I tend not to talk about my personal life here very much these days, but I’d like to tell you a brief story. My godfather, who passed away last year, was a murderer; I’m not going to write about the details of his crime here, but he killed someone, and my father was well aware of that when he entrusted me to my godfather’s care as a child, when he welcomed my godfather into our family, when he extended help when my godfather needed it. My godfather did time in the prison system and in state mental institutions, but that wasn’t the man I knew. The man I knew was just my godfather, a man with a smoker’s laugh and a slow, deliberate way of moving and engaging with the world that belied his quick mind and radical beliefs.
My godfather spent his life trying to make good on his crime and agonising over what he had done, living in the awareness that nothing would make right for what happened that day. He worked with people getting out of the prison system as well as mental health patients making the transition from institutions to independent living, and he spent his life relatively poor, but focused both on his art and his work. So there’s a reason prison reform is a particularly close issue to me, and there’s a reason that I am not afraid to confront the reality that rapists and murderers are people too.
Rapists and murderers have done terrible things, and some of them are also terrible people, but they are still people. And every time I see ‘progressives’ trotting out nonviolent drug offenders as the only people we should be concerned about in the prison system, I get irritated. I understand why they do it. They don’t want to alienate people or push them away from the cause. They want to make sure people feel comfortable getting involved with prison rights issues. Maybe they think that they can create a domino effect, where respect for other types of offenders will follow after society gets used to the idea that nonviolent drug offenders deserve full human rights.
But it still makes me burn inside, because I think of all the rapists and murderers I have known; the terrible people among them and the people among them who did bad things but spent a lot of time confronting their past and asking themselves how they could begin to repair the harm they had done. I might be labeled as a radical for saying it, but terrible and good alike still deserved better conditions in prison, still deserved human rights, still deserved to be treated like living beings worthy of respect. To advocate otherwise is to become that which I despise.

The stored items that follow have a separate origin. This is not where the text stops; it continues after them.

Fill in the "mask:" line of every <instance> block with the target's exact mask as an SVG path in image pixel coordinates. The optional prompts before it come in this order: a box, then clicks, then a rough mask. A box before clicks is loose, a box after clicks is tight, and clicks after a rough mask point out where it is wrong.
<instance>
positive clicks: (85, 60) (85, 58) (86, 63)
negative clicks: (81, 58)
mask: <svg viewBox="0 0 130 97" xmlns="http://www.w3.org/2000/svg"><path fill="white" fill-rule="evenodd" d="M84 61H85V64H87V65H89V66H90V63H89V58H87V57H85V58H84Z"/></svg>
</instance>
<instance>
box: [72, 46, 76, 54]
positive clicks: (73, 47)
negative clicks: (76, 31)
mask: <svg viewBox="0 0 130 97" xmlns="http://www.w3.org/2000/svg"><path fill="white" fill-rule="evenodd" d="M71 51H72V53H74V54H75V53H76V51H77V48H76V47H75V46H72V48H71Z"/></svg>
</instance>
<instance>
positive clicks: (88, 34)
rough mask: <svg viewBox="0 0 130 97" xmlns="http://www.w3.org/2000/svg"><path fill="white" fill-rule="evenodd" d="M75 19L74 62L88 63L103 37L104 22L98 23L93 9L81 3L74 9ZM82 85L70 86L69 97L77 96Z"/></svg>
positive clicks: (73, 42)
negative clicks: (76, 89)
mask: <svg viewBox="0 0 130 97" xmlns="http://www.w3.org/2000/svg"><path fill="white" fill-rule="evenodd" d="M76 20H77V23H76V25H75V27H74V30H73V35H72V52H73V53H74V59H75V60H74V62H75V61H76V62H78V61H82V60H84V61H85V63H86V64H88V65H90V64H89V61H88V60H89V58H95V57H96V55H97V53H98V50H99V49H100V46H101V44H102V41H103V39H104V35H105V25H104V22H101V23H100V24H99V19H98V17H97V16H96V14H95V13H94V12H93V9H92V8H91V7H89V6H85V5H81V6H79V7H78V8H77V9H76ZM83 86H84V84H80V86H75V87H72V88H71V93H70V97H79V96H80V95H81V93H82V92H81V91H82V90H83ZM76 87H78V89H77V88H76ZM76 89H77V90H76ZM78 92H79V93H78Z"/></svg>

Prisoners don’t just deserve rights because some of them might be falsely imprisoned, because the justice system is seriously skewed and many people lack the resources they need to confront it, because people of colour are profiled and subject to longer sentences and harsher punishments, but because they are human beings. I realise that not everyone supports prison abolition, but I dislike the idea of promoting prisoner welfare by focusing on the wellbeing of some groups of prisoners over others.
My godfather deserved better than he got from the justice system, no matter the nature of the crime he committed. And the same goes for all the prisoners serving criminal sentences and enduring unimaginable conditions in the belly of the beast.